WHO: A window into the club/experimental music scene that has coalesced together around New York’s 3afak collective.

WHY YOU SHOULD BE LISTENING: As the pandemic set in Bergsonist and DJ Sanna started thinking about the friends, family and community they’d made and found since moving to New York. 3afak: Love to NYC documents a range of recent club-tempo and experimental musical from that community – Bookworms, DJ Plead, Colour Plus, Kush Jones, Bergsonist herself, and ten others. 3afak: Love to NYC ripples with vibrant memories of New York before the time of COVID-19. 50 per cent of sales go to the artists, the other 50 per cent to The Okra Project, who support Black Trans people by providing them with home-cooked meals.

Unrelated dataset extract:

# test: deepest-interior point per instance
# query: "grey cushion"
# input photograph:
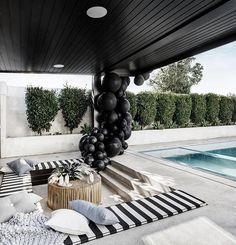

FOR FANS OF: DJ Swisha, Air Max 97, Animistic Beliefs


WHO:  A London-based post-punk musician and model from New Zealand.

WHY YOU SHOULD BE LISTENING: Growing up in rural New Zealand, October, of October and the Eyes developed a fascination with post-punk, goth-rock and classic British pop. In that sleepy town, songwriting and DIY home recording was a way to pass the days. A decade later, she moved to East London, and befriended Yves Tumor, who introduced her to KRO Records. Styling her work as “collage-rock”, October draws from the music of her childhood and modern electronica, crafting snarling songs led by her grainy vocals and sharp guitar figures. Outside of music, October has modelled for Balenciaga and Charlotte Knowles, bringing her attitude to their shows.